I don’t say this because I think the people running this scheme are evil or conniving. It’s quite the opposite. It’s only because they’re not evil, only because they’re so convinced that they’re doing the right thing that they’re able to treat their fellow citizens with such disrespect. It’s the same mentality that allows charities to get overbearing drama students to bully people in the street to sign up to direct debits, despite the huge slice of the donation that usually goes upfront to the company the students work for. You knew that, right?
But we are where we are. Our most private data is taken without consent, and the best we get is a leaflet sneaked out with the takeaway dross and a patronising cartoon. Anyone who has opted out of the Royal Mail’s unaddressed mail deliveries won’t get the leaflet. UPDATE: as Doug Paulley pointed out to me, people living in care homes and shared accommodate won’t see the leaflet. Anyone who is sick of the endless tide of pizza menus and offers for Sky won’t notice the leaflet and will bin it without reading it. Anyone who reads it is told to ring or go to see their GP – that’s right, waste the precious time of a medical professional to ask their advice on a privacy-invasive wheeze that GPs didn’t ask for, and yet might be punished for if they don’t get right.

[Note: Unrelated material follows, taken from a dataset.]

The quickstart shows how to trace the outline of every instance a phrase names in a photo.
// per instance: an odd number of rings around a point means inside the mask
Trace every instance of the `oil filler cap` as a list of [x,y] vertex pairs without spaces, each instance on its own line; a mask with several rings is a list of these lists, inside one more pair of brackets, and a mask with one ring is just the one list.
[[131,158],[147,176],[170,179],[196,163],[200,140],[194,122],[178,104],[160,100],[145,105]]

There is no “an intelligent, grown-up debate” here. At the stroke of a legislative pen, intimate details of every citizen who is not plugged in to what is happening will be taken and exploited (even if for good reasons) by an establishment clique. Even if it could be guaranteed that not one scrap of data would be lost or misused, such an audacious assault on a society’s privacy should only be contemplated with permission. And the possibility of asking us for consent has never been on the table. Not for a moment. Instead, the fine folk who are running this scheme have treated their fellow citizens like children; there is no attempt to persuade, just a decision that because they can do this, they will.
UPDATE: I ranted all the way through this and didn’t include two crucial things: the addresses of those advising you how to opt out. Look at www.care-data.info or www.medconfidential.org. I included a stamped plain postcard with my opt-out letter and asked my GP to send it back to me to confirm receipt. They were kind enough to do so. Some practices are offering opt-outs online or accepting them via email.